Süddeutsche Zeitung

Arbeit und Soziales:Arbeitslosenzahl steigt im Juni um 40 000

Insgesamt sind in Deutschland damit etwa 2,85 Millionen Menschen arbeitslos gemeldet. Die Zahl der neu angemeldeten Kurzarbeiter ging stark zurück.

Von Alexander Hagelüken

Die Zahl der Arbeitslosen steigt wegen der Corona-Pandemie weiter. Im Juni waren 40 000 Menschen mehr ohne Stelle als im Monat zuvor - insgesamt 2,85 Millionen. Allerdings bremst der Anstieg deutlich ab. Im Mai und April hatten zusammen fast eine halbe Million Bürger ihren Job verloren.

"Der Arbeitsmarkt ist wegen der Corona-Pandemie weiterhin unter Druck", sagte der Chef der Bundesagentur für Arbeit, Detlef Scheele. "Der massive Einsatz von Kurzarbeit stabilisiert aber." So meldeten Unternehmen für 340 000 Beschäftigte zusätzlich Kurzarbeit an. Auch dieser Anstieg flacht sich ab: Von März bis Mai meldeten die Firmen 11,8 Millionen Beschäftigte an. Wie viele davon tatsächlich kurzarbeiten, wird erst mit Verzögerung klar. Im April waren es fast sieben Millionen. Das sind weit mehr als beim letzten großen Konjunktureinbruch, der Finanzkrise 2008/2009.

Die Corona-Krise hat deutliche Spuren am Arbeitsmarkt hinterlassen. Normalerweise nimmt die Beschäftigung Anfang des Sommers zu. Im Vergleich zum Jahr davor gibt es aber nun 640 000 Arbeitslose mehr.

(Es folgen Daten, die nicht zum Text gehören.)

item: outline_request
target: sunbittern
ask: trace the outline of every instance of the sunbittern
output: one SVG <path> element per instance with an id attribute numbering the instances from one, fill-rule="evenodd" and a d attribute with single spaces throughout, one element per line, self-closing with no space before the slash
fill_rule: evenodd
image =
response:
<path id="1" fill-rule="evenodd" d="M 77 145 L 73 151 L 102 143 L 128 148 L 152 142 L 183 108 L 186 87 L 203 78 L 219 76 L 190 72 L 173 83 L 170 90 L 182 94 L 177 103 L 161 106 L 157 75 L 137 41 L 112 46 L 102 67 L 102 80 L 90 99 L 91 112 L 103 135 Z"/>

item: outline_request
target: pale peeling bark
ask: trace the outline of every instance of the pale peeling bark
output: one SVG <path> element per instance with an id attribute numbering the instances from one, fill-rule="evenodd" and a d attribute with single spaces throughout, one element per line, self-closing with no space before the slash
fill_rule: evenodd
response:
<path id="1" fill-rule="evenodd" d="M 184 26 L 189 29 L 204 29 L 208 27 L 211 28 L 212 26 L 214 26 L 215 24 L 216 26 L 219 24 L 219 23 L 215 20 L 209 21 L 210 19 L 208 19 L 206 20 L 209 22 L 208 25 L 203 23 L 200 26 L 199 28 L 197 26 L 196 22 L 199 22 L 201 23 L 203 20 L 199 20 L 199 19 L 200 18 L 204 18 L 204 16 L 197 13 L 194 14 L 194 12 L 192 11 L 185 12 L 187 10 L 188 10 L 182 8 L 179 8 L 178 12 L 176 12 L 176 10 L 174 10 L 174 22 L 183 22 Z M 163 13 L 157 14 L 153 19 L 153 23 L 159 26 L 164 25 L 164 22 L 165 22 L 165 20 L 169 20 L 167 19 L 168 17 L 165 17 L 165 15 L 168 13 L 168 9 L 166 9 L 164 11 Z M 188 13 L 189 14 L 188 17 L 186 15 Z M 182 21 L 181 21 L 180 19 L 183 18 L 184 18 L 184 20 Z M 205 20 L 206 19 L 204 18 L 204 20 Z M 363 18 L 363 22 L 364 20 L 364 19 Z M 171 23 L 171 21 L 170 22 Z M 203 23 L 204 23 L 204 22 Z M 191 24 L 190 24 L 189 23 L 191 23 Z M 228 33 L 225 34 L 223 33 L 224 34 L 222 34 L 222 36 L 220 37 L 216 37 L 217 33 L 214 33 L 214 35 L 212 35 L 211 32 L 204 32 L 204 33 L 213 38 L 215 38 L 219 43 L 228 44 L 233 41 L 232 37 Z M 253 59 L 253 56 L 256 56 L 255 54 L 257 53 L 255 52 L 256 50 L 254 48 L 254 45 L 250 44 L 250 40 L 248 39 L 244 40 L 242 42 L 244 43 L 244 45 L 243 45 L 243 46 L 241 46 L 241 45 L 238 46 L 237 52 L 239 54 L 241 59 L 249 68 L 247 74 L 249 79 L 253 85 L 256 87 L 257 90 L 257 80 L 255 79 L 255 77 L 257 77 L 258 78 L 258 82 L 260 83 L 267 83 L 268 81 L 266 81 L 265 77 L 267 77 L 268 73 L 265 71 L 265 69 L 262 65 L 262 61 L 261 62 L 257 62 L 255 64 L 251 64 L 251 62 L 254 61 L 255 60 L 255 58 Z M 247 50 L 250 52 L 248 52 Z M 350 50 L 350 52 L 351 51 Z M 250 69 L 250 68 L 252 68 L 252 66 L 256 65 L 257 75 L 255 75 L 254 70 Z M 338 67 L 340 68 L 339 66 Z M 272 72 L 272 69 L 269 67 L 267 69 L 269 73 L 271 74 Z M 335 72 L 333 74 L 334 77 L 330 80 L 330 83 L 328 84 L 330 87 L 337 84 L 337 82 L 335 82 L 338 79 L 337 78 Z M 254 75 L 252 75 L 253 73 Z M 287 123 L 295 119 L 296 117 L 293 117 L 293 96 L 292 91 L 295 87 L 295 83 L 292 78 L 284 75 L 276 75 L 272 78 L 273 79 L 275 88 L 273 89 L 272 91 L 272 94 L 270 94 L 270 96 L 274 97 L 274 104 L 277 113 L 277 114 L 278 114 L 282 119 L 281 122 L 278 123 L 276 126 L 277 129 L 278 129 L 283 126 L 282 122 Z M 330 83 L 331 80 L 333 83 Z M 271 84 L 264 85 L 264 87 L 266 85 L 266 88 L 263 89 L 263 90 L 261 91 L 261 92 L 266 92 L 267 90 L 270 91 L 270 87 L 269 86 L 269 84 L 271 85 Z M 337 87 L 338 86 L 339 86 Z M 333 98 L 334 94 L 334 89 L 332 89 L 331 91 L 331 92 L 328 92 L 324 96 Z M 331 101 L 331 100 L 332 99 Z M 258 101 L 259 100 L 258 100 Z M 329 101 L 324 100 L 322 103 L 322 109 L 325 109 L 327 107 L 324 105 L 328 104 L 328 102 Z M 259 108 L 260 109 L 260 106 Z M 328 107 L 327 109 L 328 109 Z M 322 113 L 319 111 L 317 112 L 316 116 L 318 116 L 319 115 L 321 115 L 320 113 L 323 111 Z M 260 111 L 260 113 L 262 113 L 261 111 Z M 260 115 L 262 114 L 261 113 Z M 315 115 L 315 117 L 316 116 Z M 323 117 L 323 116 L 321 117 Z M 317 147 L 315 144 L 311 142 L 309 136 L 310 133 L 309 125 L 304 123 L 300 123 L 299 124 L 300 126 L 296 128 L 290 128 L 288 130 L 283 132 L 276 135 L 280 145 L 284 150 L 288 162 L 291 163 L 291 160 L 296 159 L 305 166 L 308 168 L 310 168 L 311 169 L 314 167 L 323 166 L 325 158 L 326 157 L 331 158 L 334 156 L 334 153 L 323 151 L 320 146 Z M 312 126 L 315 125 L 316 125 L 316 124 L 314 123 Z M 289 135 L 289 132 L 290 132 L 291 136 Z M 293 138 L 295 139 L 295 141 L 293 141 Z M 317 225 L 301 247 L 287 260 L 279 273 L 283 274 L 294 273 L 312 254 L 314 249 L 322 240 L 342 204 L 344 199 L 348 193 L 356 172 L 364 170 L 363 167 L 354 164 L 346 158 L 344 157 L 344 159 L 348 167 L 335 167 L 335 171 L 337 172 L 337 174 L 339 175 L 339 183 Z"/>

Die Lage am Arbeitsmarkt hängt maßgeblich davon ab, wie schnell Deutschland aus der Krise findet. Die meisten Forschungsinstitute erwarten, dass die Wirtschaftsleistung dieses Jahr um sechs bis sieben Prozent schrumpft. Sie gehen aber davon aus, dass sich die Wirtschaft seit Beginn der Lockerungen wieder langsam erholt, was die Chancen auf neue Stellen verbessert. Das Institut für Arbeitsmarkt- und Berufsforschung (IAB), das Forschungsinstitut der Bundesagentur für Arbeit, rechnet nach einem kurzfristen Anstieg auf mehr als drei Millionen im Jahresdurchschnitt mit 2,8 Millionen Arbeitslosen. Das wäre eine halbe Million mehr als vergangenes Jahr, aber relativ wenig im Vergleich zu Spanien, Italien oder den USA, wo die Lage schlimmer ist.

Bei ihren relativ optimistischen Prognosen unterstellen die deutschen Forscher, dass es keine zweite Infektionswelle mit neuerlich starken Einschränkungen der Unternehmen gibt. Sie unterstellen auch eine langsame Erholung der Weltwirtschaft. Beides ist nicht sicher.

Es gibt unabhängig von der Frage eines zweiten Lockdowns aber auch skeptischere Prognosen. So geht der frühere Wirtschaftsweise Bert Rürup davon aus, dass die Zahl der Arbeitslosen bis Ende des Jahres auf 3,5 Millionen steigt und dort im Verlauf des kommenden Jahres verharrt. Dann hätte die Corona-Pandemie drastische Spuren am Arbeitsmarkt hinterlassen.

Andere Forscher betonen etwa den Effekt der umfangreichen staatlichen Hilfspakete. So rechnet das Nürnberger IAB-Institut damit, dass allein das Konjunkturprogramm mit der gesenkten Mehrwertsteuer das Wirtschaftswachstum 2020 und 2021 um drei Prozent erhöht - und die Zahl der Beschäftigten um 440 000.